Microglia are the resident immune cells of the brain, existing as the only macrophages in the brain parenchyma [7]. Microglia in the central nervous system support neurons and are important for cleanup of cellular debris, assistance with inflammatory responses, and pruning of synapses [8,9]. While microglia have been well studied in mice, rats, and humans, little is known about microglia in prairie voles [10].
Studies from the past three years have begun to investigate vole microglia but have focused on the effects of cohousing vs. isolation housing, not on the effects of pair bonding [11,12]. Isolated adult voles show differences in microgliosis when compared to cohoused voles, corresponding also to differences in depressive symptoms, neuronal activation and neurochemical expression [11]. These results were replicated in adolescent voles using a model of post-weaning isolation housing to demonstrate brain region specific changes in microglia density, an index of microgliosis [12]. However, no studies to date have investigated whether these results persist when comparing paired and unpaired voles.

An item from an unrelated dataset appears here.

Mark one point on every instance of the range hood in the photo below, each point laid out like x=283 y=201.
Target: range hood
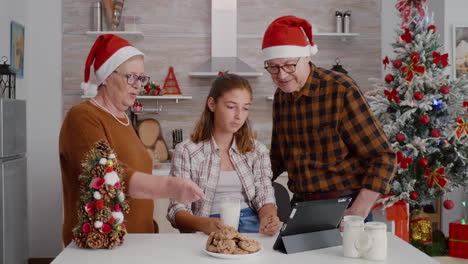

Due to the lack of microglia research in prairie voles, findings from mouse, rat, and human postmortem research must be used to make predictions about prairie vole microglia histology [13]. Two basic classifications of microglia are homeostatic microglia and reactive microglia. Homeostatic microglia (often called “ramified”) are characterized by small triangular somas and many long, arborized processes. They function by contributing to several homeostatic functions such as surveillance, neurogenesis, and synapse monitoring and pruning [8,14]. In contrast, reactive microglia are characterized by larger, rounder somas with fewer and shorter processes [14]. Formerly referred to as “activated” microglia, reactive microglia are present during a brain’s inflammatory response and are localized in brain areas with high levels of inflammatory signaling. While the correlation between reduced branching and inflammation has long been assumed, a study by Madry et al. recently demonstrated a mechanistic link between reduced microglia branching and microglia cytokine release [15].
At the intersection of microglia as an understudied cell type and prairie voles as a socially monogamous model species lies the potential role of microglia in disorders of social behavior. The neuroplasticity of vole brains during pair bonding marks the pair bond as a key developmental timepoint when changes to social behavior may occur [6,16]. Microglia are also hypothesized to play distinct functional roles in mediating social behaviors [17,18,19,20]. The present study commences at this intersection by comparing microglia in pair bonded prairie voles to microglia of unpaired prairie voles to elucidate microglia changes that occur in the presence of a biological pair bond.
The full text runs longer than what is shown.